Sunday 6 October 2013

Day +6

That's what they call it on the 6th day after your op when you're in hospital. So far ( happily ) no-one has asked me " Have you opened you bowels yet ? This seem to be a favourite pre-occupation of all nursing staff , more so than "Are you in pain ? " or "Have you got a pulse ? "

The nursing staff were in fact absolutely angelic , to the point that , if your pulse was about to expire, you'd happily change your will and leave your entire personal wealth to the Florence Nightingale Brigade or whatever their charity is called. When you're lying in bed in excruciating pain at 2am and a small sliver of light appears from your doorway and a gentle voice calls out " Would you like some more pain relief ? you'd be forgiven for thinking you'd died and gone to heaven.

So the operation is over and I now have a brand new knee. I almost won't be believe it until I see an Xray. It is the most bizarre feeling in the world to think that there's a mechanical joint in place of the one I was born with.

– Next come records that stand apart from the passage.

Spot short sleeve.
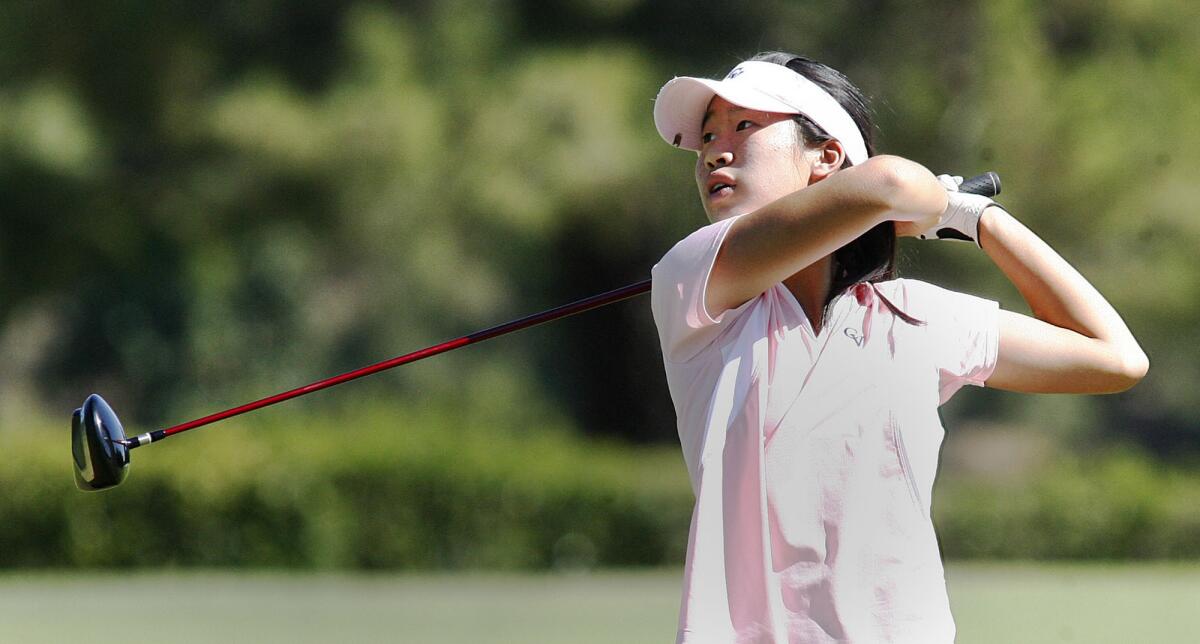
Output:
[901,279,1000,404]
[650,217,749,362]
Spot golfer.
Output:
[653,53,1147,644]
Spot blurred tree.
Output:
[0,0,1200,453]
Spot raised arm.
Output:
[706,156,947,314]
[979,207,1150,393]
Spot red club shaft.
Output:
[130,279,650,447]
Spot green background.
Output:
[0,0,1200,642]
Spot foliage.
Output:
[0,404,1200,570]
[0,0,1200,465]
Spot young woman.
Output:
[653,53,1147,644]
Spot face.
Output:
[696,96,811,222]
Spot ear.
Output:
[809,139,846,183]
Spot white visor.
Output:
[654,60,866,165]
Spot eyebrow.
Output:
[700,106,751,131]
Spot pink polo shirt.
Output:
[653,213,998,644]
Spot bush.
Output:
[0,410,691,570]
[934,447,1200,559]
[0,409,1200,570]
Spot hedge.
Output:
[0,410,1200,570]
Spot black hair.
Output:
[750,52,896,306]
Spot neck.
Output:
[784,255,833,333]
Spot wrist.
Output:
[978,204,1013,248]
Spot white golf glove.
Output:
[917,174,996,246]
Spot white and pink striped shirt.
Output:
[653,217,998,644]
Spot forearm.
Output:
[979,207,1147,392]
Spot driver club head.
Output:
[71,393,130,490]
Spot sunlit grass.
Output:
[0,562,1200,644]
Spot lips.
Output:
[704,173,737,199]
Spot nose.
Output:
[704,150,733,170]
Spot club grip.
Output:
[959,171,1000,197]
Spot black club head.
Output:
[71,393,130,490]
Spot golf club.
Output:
[71,171,1000,490]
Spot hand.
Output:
[912,174,996,246]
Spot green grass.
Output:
[0,564,1200,644]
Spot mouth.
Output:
[707,176,736,200]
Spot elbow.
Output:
[863,155,947,216]
[1108,347,1150,393]
[1121,349,1150,391]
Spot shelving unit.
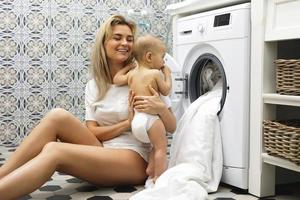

I have to admit that the prospect of the operation was enough to reduce me to a whimpering wreck prior to admission. The day itself was nerve-wracking in that my operation was delayed by 6 hours. By the time they wheeled me down to theatre ( not the plush seated, red velvet-curtained stage sort ) I'd resigned myself to the thought that the surgeon would now be punch-drunk with tiredness having operated on at least a dozen others before mine , since the wee small hours of the day before and would therefore fit the wrong knee to the wrong leg.

Being wheeled, horizontal , on a hospital bed through the bowels of the building prompted me to wave at strange passers-by, as if I were being taken to the gallows and this was my last contact with humanity. They all seemed happy enough to be waved at and many waved back in a puzzled sort of way. It's that same impulse you get when standing by the riverside watching a passing boat.

The pre-op room where you are anaesthetised was clinically white and postered with dire warnings of what might happen to the patient if everyone present didn't dowse themselves in anti-bacterial goo. These stopped thankfully short of a yellow warning hazard triangle enclosing a deathbed patient in black but were nonetheless scary enough to make me check that everyone present had suitably self-sanistised themselves to within an inch of their lives.

Suddenly , you get the green light and you're pushed, feet first, into the blindingly white operating theatre itself, almost as if making a stage entrance, complete with follow spots but no applause. At this point, you have a nagging doubt that the tube from the drip that's attached to the cannula on the back of your hand has somehow become twisted and you're not receiving the precious analgesia that will guarantee a complete knock-out whilst the op is in progress. It seems churlish to ask the anaesthetist if everything is OK , as if doubting their professional competence is a mortal sin and one which will guarantee to get their back up and ensure a rough ride hereafter. I decide to say nothing.

Stranger still is the surreal conversation you inevitably strike up with the theatre team, to drown out the noise of the industrial sized, mechanical implements , fresh form the steriliser ( one hopes ) , which are being lined up bedside. As if already under the influence of hallucinogenic drugs ( maybe that tube wasn't faulty after all ) the conversation ranges from Pink Floyd to Krispy Kreme donuts, which was as good a place as any to drift off into the land of nod.